Methods Phase III, randomised, double-blind, placebo [P] controlled study at 11 UK and Ireland EDs. Children aged 6 to <18 years with pain scores of 60-80mm on a 100mm visual analogue scale (VAS) were randomised 1:1 to P (sodium chloride 0.9% 2x5mL) or MF (2x3mL) for up to 10 successive inhalations, with further intermittent inhalations as required. The primary endpoint was a pre-specified subgroup analysis of MF efficacy in the 9-<18 year population.

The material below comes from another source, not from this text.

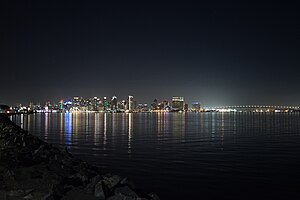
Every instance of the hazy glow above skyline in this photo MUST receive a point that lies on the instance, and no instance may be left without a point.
(218, 53)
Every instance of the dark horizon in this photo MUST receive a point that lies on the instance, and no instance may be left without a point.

Results 4,513 screened, 249 randomised and 192 treated (of 220 planned, MF 92, P 100 overall; 159 in the age 9 to <18 subgroup (MF 76; P 83)). The mean (standard deviation [SD]) age was 11.1 (2.5) years, 17% 6-8 years, 42% 9-<12 years, 41% 12-<18 years; male 56% and white 66%. In the subgroup, mean (SD) age was 11.8 (1.94) years and baseline pain was MF 71.2 (6.96) mm and P 70.4 (6.88) mm. At 15-min, the mean change from baseline in VAS was MF -20.0mm and P -13.2mm (-6.8mm difference [95% CI -12.5 to -1.2mm], p=0.018) in the subgroup; -7.0mm difference [95% CI -12.5 to -1.5mm], p=0.013 overall. Fewer participants in the MF arm required rescue medication (MF 9.8% vs. P 30.0%). Adverse events were more common in the MF arm (64%) versus P arm (55%). The most common related treatment emergent adverse event (TEAE) was dizziness (MF 40%, P 9%). 9 MF participants discontinued due to TEAE, and 1 in the P group.
Conclusions In this placebo controlled pivotal trial, methoxyflurane was proven efficacious for the treatment of acute trauma related pain in children and adolescents, with a safety profile consistent with the adult population.